O momento de fofura veio com a apresentação do grupo de trabalho das crianças. As crianças presentes escolheram falar o que é a CPT para elas. Dandara, filha da camponesa Maria do Bosque, explicou o que eles desenharam no cartaz: “Aqui desenharam um acampamento com árvores, uma casa, uma flor, árvores, frutas”.
Conjuntura e os desafios da luta pela terra
Na plenária do final da tarde, Carlos Lima, da coordenação nacional da CPT, conduziu uma análise da conjuntura, abordando os desafios da luta pela terra. Falou sobre os retrocessos herdados do governo Bolsonaro, as limitações do Congresso Nacional e as contradições do governo Lula em relação às pautas da reforma agrária.
Carlos também conversou com os participantes sobre o V Congresso Nacional da CPT, a ser realizado de 21 a 25 de julho de 2025, e sobre como será organizada a caravana de Alagoas para o evento.


Santa Missa
O Encontro Estadual da CPT Alagoas foi encerrado no domingo (22) com a celebração da Santa Missa em ação de graças pelos 50 anos da Comissão Pastoral da Terra. Presidida pelo arcebispo de Maceió, Dom Beto Breis, a celebração contou com concelebrantes os padres Diego Vanzetta, pároco da Paróquia Senhor Bom Jesus, em Matriz de Camaragibe, e Hamilton Barbosa, pároco da Paróquia São Sebastião, em Messias.
“Nesse ano Jubilar de toda a Igreja, temos os 50 anos da Comissão Pastoral da Terra. Então hoje, nessa eucaristia e toda missa em ação de graças, nós queremos louvar a Deus, porque nos enviou seu filho e porque nos proporciona a possibilidade de termos em nossa Arquidiocese a Comissão Pastoral da Terra, que faz um bem tão grande em defesa da vida e do direito à terra”, afirmou Dom Beto.
O arcebispo destacou que a CPT assume o projeto de Deus: “Quando a Pastoral da Terra está numa região de conflito, apoiando, ajudando a organizar as famílias, é a Igreja que está ali. Essa é a beleza de todas as pastorais e serviços da Igreja”.
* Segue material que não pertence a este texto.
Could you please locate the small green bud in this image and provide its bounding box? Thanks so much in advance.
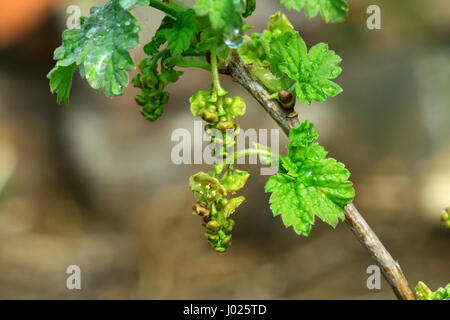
[216,247,227,253]
[230,97,247,117]
[221,235,231,247]
[205,233,220,242]
[206,220,222,232]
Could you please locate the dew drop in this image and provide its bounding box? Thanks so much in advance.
[89,7,100,16]
[223,28,244,49]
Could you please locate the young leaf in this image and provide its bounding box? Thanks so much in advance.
[120,0,150,10]
[47,62,77,105]
[415,281,450,300]
[194,0,245,34]
[162,9,198,55]
[48,0,141,101]
[265,121,355,236]
[270,32,342,105]
[280,0,348,23]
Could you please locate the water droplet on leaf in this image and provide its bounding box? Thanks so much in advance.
[223,29,244,49]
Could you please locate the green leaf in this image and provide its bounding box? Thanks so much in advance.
[270,32,342,105]
[47,62,77,105]
[265,121,355,236]
[194,0,245,34]
[144,16,175,56]
[49,0,141,104]
[415,281,450,300]
[119,0,150,10]
[163,9,198,55]
[265,174,314,236]
[280,0,348,23]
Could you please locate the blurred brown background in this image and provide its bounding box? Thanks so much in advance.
[0,0,450,299]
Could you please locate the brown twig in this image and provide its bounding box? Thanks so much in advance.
[228,54,416,300]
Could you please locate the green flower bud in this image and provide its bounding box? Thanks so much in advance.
[230,97,247,117]
[216,247,227,253]
[206,220,222,232]
[221,235,231,248]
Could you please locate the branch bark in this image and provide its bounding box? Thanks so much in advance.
[228,54,416,300]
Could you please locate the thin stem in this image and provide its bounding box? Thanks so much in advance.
[234,148,275,161]
[228,54,416,300]
[165,56,211,71]
[211,43,227,97]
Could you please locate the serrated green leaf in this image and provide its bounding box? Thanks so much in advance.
[280,0,348,23]
[50,0,141,104]
[47,62,77,105]
[194,0,245,34]
[265,121,355,236]
[415,281,450,300]
[270,32,342,105]
[265,173,314,236]
[119,0,150,10]
[163,10,198,55]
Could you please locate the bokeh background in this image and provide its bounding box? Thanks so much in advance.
[0,0,450,299]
A Santa Missa teve a participação das religiosas Irmãs Vanda e Teresa, da congregação Irmãs de São José de Chambery; Irmã Cícera Menezes, missionária franciscana; além de representantes de outras pastorais sociais e organismos da Igreja – como Pastoral da Criança, Centro de Estudos Bíblicos (Cebi), Comunidades Eclesiais de Base (CEBs), Cáritas – e do Movimento dos Trabalhadores Rurais Sem Terra (MST).


No encerramento, Carlos Lima, da coordenação nacional da CPT, fez memória dos missionários e missionárias que contribuíram com a luta em Alagoas, como Irmã Daniela, Irmã Rita, padre Andrés, que fizeram sua páscoa, e padre Leslie e padre Alex Cauchi, que precisaram retornar aos seus países de origem.
Para ele, o encontro foi marcado pela escuta dos camponeses e camponesas, que trouxeram relatos de transformação de vida e de mudança de mentalidade.
“Camponeses e camponesas que antes não entendiam o processo de luta por reforma agrária, que inclusive, de forma preconceituosa, achavam que aqueles que estavam lutando estavam roubando a terra, tomam consciência de classe e de que a ‘terra a Deus pertence’ e, por isso, deve ser de todos e de todas, especialmente daqueles que querem trabalhar e cuidar da terra.” E concluiu: “Nós visitamos aqui não só o trabalho, mas a missão da CPT em Alagoas, que é estar junto dessas pessoas”.